Questions have different lengths, need to pad properly to make sure the length is constant.

In [49]:
class SlakeCollate:
    def __init__(self, pad_idx):
        self.pad_idx = pad_idx

    def __call__(self, batch):
        # Stack images
        images = torch.stack([item['image'] for item in batch])

        # Pad Questions
        questions = [item['question'] for item in batch]
        padded_questions = pad_sequence(questions, batch_first=True, padding_value=self.pad_idx)

        # Pad Answers
        answers = [item['answer'] for item in batch]
        answers = pad_sequence(answers, batch_first=True, padding_value=self.pad_idx)

        # Pad KG Indices
        kg_indices = [item['kg_index'] for item in batch]
        kg_indices = pad_sequence(kg_indices, batch_first=True, padding_value=0)

        return {
            'image': images,
            'question': padded_questions,
            'answer': answers,
            'kg_index': kg_indices,
            'original_questions': [item['original_question'] for item in batch],
            'original_answers': [item['original_answer'] for item in batch],
            'ids': [item['id'] for item in batch]
        }

In [None]:
# Testing Purpose
def test_pipelines(need_download=True):
    if need_download:
        # Download and store the dataset
        dataset = download_and_store_slake()
    else:
        dataset = load_from_disk(DATASET_PATH)

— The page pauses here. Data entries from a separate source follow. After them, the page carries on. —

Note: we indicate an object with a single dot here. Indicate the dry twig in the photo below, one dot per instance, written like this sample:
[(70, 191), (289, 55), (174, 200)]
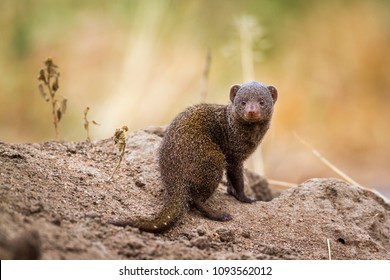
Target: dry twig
[(120, 142)]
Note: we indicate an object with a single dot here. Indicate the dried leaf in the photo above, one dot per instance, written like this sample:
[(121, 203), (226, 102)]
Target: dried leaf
[(43, 93), (55, 85), (59, 114), (63, 105), (41, 76)]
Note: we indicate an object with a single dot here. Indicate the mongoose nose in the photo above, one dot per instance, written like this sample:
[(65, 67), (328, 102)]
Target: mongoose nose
[(251, 111)]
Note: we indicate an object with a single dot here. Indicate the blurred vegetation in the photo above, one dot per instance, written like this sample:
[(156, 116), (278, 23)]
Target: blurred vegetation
[(141, 62)]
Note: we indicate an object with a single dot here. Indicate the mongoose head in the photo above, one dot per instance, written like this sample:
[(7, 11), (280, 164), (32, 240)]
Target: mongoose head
[(253, 101)]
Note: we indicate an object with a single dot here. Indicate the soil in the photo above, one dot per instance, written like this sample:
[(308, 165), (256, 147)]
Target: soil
[(56, 199)]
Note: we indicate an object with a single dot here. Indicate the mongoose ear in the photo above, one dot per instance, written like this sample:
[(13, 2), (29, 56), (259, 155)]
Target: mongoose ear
[(233, 91), (274, 93)]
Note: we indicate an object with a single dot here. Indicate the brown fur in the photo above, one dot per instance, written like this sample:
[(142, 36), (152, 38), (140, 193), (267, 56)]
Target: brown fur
[(200, 144)]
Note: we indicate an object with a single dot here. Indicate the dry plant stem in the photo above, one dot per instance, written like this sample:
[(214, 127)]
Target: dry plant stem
[(329, 164), (329, 253), (53, 109), (86, 124)]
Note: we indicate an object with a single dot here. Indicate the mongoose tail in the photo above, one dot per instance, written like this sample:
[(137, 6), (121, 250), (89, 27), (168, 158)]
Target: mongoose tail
[(174, 207)]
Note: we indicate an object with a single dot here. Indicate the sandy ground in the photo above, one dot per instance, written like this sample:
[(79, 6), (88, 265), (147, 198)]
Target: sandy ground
[(56, 199)]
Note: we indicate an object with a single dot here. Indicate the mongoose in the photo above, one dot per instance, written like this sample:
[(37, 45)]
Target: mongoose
[(200, 144)]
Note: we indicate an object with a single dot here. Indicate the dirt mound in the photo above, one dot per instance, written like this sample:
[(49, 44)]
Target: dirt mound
[(55, 198)]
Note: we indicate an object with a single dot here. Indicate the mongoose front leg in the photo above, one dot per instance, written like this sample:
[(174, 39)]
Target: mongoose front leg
[(235, 183)]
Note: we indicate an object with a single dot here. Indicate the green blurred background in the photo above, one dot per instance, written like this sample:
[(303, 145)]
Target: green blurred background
[(141, 62)]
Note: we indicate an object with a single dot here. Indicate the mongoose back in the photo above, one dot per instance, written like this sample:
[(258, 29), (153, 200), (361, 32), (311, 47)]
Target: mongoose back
[(200, 144)]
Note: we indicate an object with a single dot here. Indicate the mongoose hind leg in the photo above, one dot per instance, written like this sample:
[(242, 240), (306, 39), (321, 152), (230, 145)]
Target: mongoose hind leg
[(235, 183)]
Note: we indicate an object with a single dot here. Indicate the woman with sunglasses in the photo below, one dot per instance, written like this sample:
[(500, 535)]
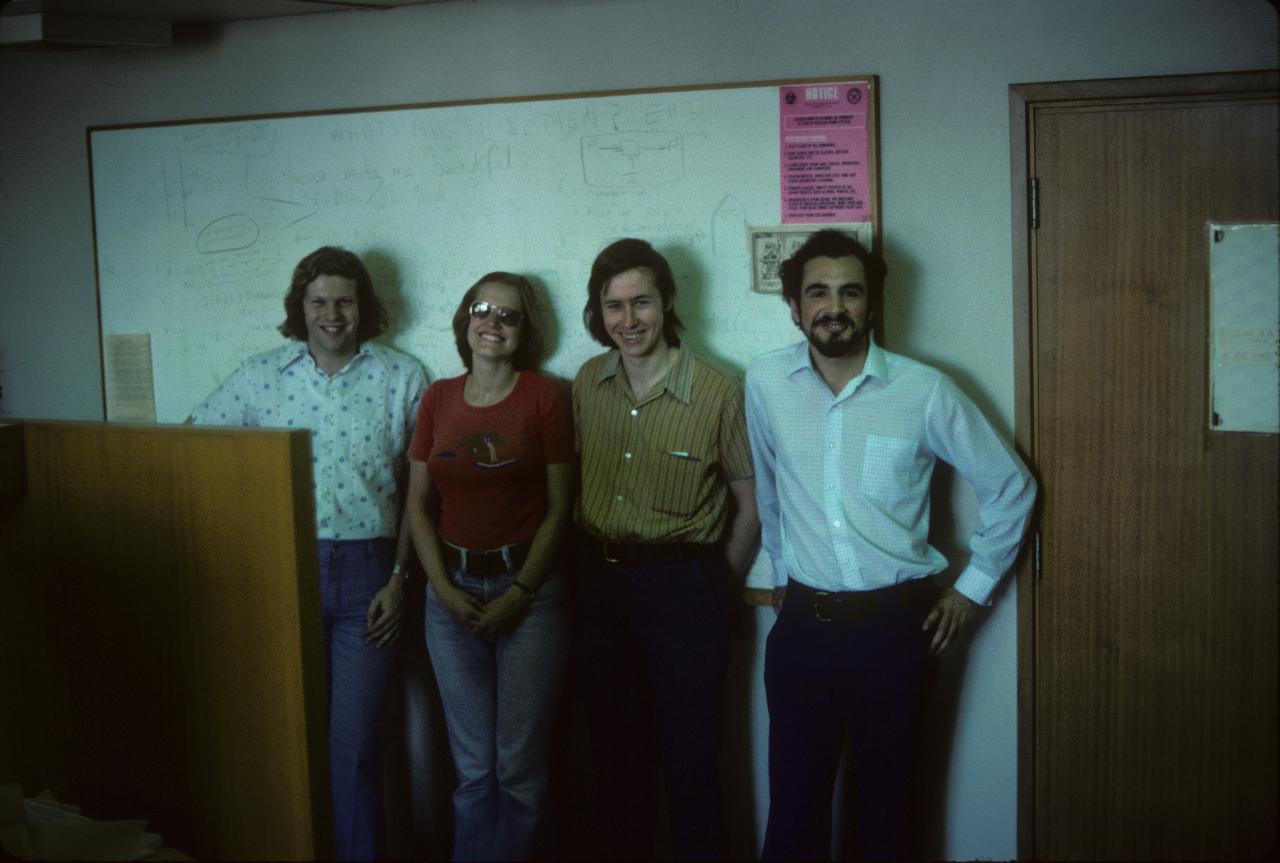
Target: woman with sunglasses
[(490, 488)]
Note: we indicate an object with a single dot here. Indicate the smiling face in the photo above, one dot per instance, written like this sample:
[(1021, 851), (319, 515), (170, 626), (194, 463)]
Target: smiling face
[(332, 313), (832, 310), (632, 313), (489, 337)]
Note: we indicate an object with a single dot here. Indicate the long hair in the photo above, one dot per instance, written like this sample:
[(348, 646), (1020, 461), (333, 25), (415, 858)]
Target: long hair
[(618, 258), (529, 352), (332, 260)]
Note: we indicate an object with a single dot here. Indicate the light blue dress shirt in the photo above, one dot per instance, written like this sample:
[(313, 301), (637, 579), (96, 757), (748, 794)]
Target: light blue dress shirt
[(361, 421), (842, 480)]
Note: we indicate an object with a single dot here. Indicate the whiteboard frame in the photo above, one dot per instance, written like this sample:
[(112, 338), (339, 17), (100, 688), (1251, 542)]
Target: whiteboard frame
[(872, 83)]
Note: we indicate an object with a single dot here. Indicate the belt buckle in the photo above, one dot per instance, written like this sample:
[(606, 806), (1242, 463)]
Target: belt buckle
[(818, 597)]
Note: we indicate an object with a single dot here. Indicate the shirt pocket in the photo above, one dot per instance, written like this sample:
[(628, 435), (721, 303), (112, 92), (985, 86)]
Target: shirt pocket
[(887, 467)]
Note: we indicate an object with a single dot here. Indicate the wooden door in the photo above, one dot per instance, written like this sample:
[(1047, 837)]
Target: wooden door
[(1148, 635)]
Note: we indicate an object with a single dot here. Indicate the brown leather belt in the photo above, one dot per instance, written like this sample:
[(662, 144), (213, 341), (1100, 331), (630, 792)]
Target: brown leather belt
[(844, 606), (484, 562), (618, 552)]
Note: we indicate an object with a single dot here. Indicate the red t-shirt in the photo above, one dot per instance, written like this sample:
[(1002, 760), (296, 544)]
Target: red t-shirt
[(489, 464)]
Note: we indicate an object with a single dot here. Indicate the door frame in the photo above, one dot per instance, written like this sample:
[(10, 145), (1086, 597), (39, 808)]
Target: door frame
[(1024, 99)]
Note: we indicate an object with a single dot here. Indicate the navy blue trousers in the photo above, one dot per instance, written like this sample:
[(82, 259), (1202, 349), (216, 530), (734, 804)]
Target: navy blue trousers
[(650, 658), (858, 683)]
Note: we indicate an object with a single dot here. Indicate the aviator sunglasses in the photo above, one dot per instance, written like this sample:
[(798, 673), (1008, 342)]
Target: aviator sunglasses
[(480, 310)]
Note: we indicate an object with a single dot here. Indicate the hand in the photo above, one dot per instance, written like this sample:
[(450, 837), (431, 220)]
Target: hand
[(950, 615), (780, 594), (460, 603), (382, 621), (502, 613)]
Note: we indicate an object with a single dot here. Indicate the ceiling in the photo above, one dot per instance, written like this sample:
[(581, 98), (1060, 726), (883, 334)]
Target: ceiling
[(195, 10), (138, 23)]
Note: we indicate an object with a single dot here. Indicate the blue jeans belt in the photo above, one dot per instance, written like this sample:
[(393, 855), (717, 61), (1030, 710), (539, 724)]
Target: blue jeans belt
[(844, 606), (483, 562), (621, 552)]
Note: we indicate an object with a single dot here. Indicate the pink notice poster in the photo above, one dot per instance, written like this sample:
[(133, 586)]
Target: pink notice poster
[(823, 151)]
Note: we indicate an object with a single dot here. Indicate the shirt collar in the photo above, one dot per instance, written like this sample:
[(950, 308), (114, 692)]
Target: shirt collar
[(874, 366), (297, 350), (680, 377)]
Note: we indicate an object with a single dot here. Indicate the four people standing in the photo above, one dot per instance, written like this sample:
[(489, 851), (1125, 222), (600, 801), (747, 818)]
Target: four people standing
[(837, 442)]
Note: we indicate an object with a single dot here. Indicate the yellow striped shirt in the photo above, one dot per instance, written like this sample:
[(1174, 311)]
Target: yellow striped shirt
[(657, 470)]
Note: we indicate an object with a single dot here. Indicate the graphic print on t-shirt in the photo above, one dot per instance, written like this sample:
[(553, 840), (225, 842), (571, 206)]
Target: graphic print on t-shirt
[(485, 446)]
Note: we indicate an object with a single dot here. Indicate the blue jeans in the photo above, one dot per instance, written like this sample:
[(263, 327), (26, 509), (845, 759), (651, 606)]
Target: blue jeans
[(357, 676), (499, 701)]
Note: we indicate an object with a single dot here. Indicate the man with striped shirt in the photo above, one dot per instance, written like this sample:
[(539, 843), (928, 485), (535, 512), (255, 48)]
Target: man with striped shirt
[(668, 526), (845, 437)]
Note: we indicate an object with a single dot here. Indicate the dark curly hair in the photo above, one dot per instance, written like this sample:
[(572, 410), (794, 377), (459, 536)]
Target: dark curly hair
[(529, 352), (332, 260), (618, 258), (835, 243)]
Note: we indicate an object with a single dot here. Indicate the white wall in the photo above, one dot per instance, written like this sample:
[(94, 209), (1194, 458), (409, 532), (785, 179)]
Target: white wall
[(945, 68)]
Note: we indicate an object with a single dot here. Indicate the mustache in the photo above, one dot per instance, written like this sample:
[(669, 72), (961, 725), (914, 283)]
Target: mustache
[(833, 318)]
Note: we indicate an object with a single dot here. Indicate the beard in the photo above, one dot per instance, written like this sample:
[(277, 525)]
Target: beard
[(842, 343)]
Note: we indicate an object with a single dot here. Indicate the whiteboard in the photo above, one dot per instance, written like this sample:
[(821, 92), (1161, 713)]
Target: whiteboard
[(199, 225)]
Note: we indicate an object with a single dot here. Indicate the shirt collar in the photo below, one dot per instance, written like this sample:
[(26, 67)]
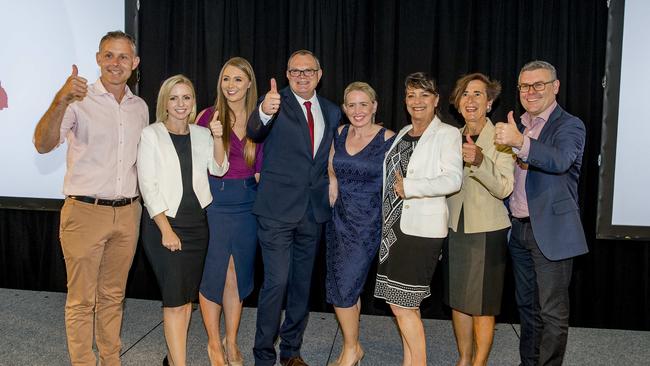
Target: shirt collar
[(101, 90), (527, 120), (301, 101)]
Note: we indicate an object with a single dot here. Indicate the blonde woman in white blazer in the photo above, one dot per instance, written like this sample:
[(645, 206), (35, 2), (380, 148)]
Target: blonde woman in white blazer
[(421, 168), (475, 259), (174, 158)]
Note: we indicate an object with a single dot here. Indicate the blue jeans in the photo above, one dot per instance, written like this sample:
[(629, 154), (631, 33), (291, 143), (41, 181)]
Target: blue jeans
[(542, 294)]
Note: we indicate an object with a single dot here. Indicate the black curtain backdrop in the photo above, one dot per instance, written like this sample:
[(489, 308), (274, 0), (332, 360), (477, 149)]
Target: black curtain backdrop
[(380, 42)]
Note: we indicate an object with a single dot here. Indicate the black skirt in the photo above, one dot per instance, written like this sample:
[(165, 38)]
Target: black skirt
[(474, 268)]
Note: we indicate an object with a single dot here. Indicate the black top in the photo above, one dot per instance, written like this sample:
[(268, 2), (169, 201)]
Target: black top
[(189, 208)]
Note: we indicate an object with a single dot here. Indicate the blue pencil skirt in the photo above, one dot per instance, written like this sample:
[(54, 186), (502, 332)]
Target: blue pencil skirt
[(233, 232)]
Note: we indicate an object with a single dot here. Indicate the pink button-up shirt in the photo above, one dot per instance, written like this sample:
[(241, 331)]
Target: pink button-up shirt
[(103, 140), (533, 127)]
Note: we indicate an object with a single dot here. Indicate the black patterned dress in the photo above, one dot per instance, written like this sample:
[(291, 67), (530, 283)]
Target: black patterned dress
[(353, 235), (406, 262)]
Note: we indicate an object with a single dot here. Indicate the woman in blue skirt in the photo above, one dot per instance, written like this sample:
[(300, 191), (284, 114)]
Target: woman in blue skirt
[(229, 264)]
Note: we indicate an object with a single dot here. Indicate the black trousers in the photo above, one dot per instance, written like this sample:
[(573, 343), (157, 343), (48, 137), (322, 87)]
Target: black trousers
[(542, 294)]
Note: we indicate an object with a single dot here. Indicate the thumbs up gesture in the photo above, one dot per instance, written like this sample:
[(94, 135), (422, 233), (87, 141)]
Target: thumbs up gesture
[(508, 134), (472, 153), (75, 88), (271, 103), (215, 125)]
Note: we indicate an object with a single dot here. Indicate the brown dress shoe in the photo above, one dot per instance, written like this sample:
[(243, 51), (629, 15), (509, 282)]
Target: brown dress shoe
[(293, 361)]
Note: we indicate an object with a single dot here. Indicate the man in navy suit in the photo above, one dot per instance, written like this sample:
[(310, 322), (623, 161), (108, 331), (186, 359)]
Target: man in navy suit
[(546, 228), (297, 127)]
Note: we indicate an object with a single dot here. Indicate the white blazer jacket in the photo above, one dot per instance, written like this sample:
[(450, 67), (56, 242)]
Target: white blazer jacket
[(159, 170), (434, 171)]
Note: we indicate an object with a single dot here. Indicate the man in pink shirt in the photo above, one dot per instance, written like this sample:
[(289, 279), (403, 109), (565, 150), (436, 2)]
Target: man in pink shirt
[(100, 218), (546, 228)]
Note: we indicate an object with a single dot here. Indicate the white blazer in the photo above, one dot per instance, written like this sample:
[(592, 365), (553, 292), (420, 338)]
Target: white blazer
[(159, 170), (434, 171)]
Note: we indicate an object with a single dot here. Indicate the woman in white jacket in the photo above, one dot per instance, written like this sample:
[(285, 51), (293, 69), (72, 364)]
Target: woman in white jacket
[(421, 168), (174, 158)]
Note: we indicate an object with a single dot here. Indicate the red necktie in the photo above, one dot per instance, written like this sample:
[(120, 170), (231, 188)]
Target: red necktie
[(310, 123)]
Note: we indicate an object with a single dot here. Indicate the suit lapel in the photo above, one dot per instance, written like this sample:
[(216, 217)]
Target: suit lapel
[(550, 124), (327, 130), (297, 116)]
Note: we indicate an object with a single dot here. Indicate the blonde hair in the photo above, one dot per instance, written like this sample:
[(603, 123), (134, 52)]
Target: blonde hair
[(163, 97), (362, 87), (227, 115)]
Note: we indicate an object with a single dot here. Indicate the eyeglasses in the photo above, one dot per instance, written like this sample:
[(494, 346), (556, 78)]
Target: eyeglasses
[(538, 86), (307, 72)]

    # Build the knowledge graph
    kg = build_slake_knowledge_graph(KG_PATH)

    # Build vocabularies
    train_data = dataset['train']
    question_vocab, answer_vocab = build_vocabs(train_data)

    # Save vocabularies
    save_vocabs(question_vocab, answer_vocab)

    # Create node mappings
    node_to_index, index_to_node = create_node_mapping(kg)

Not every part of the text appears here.